The fluent methods are commonly prefixed with 'with' but this can vary as in the example above. Readability is the main goal here. Note also that the methods don't have to just accept a single argument especially if they come in groups or pairs.

A Recipe class that encapsulates the settings above might look like:

class CustomerRecipe extends Recipe
{
    public $forename;
    public $surname;
    public $email;
    public $archived = false;
    public $numberOfcontacts = 0;
    
    public function withName($forename, $surname)
    {
        $this->forename = $forename;
        $this->surname = $surname;
        
        return $this;       // Fluent style - don't forget to return $this
    }
    
    public function withEmail($email)
    {
        $this->email = $email;
        return $this;
    }
    
    public function isArchived()
    {
        $this->archived = true;
        return $this;
    }
    
    public function hasContacts($contacts)
    {
        $this->numberOfContacts = $contacts;
        return $this;
    }
}

Creating a seeding method

When creating a seeding method in a Factory you generally follow the same pattern:

  1. If no recipe is passed, make an empty one
  2. Complete the recipe by setting unset values with random ones
  3. Look for the model already existing, otherwise create a new one
  4. Set all the model values and return the model

To assist in finding a preexisting model the SeedingFactory has a useful helper function findOrCreateByColumns to which you pass the model class name and an array of key value pairs that must be matched.

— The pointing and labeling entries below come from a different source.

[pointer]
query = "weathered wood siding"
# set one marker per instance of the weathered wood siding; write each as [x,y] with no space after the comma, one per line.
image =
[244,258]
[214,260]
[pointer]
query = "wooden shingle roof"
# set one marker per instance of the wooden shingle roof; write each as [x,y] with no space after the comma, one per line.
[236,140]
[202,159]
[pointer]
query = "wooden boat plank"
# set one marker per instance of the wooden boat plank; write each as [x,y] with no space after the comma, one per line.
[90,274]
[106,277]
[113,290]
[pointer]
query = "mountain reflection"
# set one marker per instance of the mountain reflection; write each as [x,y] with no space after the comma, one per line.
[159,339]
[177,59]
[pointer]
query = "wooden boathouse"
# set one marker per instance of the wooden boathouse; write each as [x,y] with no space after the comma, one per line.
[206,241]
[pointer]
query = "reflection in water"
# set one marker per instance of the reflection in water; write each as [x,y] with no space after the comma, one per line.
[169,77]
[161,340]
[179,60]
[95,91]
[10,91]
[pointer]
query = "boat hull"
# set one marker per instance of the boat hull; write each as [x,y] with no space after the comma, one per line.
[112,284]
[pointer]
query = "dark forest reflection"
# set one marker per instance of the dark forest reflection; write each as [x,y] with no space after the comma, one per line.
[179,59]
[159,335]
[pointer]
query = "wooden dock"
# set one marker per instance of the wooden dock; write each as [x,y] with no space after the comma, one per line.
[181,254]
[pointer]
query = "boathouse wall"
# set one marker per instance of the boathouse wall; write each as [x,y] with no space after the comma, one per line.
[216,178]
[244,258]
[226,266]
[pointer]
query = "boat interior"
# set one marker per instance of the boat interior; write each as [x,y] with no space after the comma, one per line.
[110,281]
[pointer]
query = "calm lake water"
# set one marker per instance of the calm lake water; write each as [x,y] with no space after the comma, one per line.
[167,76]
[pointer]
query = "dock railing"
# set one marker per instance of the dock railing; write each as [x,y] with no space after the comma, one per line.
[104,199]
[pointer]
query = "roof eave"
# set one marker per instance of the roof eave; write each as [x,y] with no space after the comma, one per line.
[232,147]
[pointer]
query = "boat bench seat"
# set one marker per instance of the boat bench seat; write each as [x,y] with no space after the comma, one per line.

This full example might help:

class CustomerFactory extends SeedingFactory
{
    public function createCustomer(?CustomerRecipe $recipe = null)
    {
        // 1. Make sure we have a recipe
        if (!$recipe){
            $recipe = CustomerRecipe::create();
        }
                
        // 2. Complete the recipe
        $recipe->forname = $recipe->forename ?? $this->faker->firstname;  
        $recipe->surname = $recipe->surname ?? $this->faker->lastname;  
        $recipe->email = $recipe->email ?? $this->faker->email;
        
        // 3. Find or make the object
        $customer = $this->findOrCreateByColumns(Customer::class, [
            'Forename' => $recipe->forname,
            'Surname' => $recipe->surname
        ]);
        
        // 4. Set the values and save
        $customer->Email = $recipe->email;
        $customer->Archived = $recipe->archived;
        $customer->save();
        
        // And in this case spin up some contacts too..        
        for($x = 0; $x < $recipe->numberOfContacts; $x++){        
            $this->createContact($customer, $this->faker->firstname, $this->faker->lastname);
        }
    }
    
    private function createContact(Customer $customer, $forename, $surname)
    {
        // Do something to make a contact...
    }
}

Note that a SeedingFactory gives you a $faker property that is already seeding. Any random element in the seeder should use this Faker instance rather than doing custom randomisation.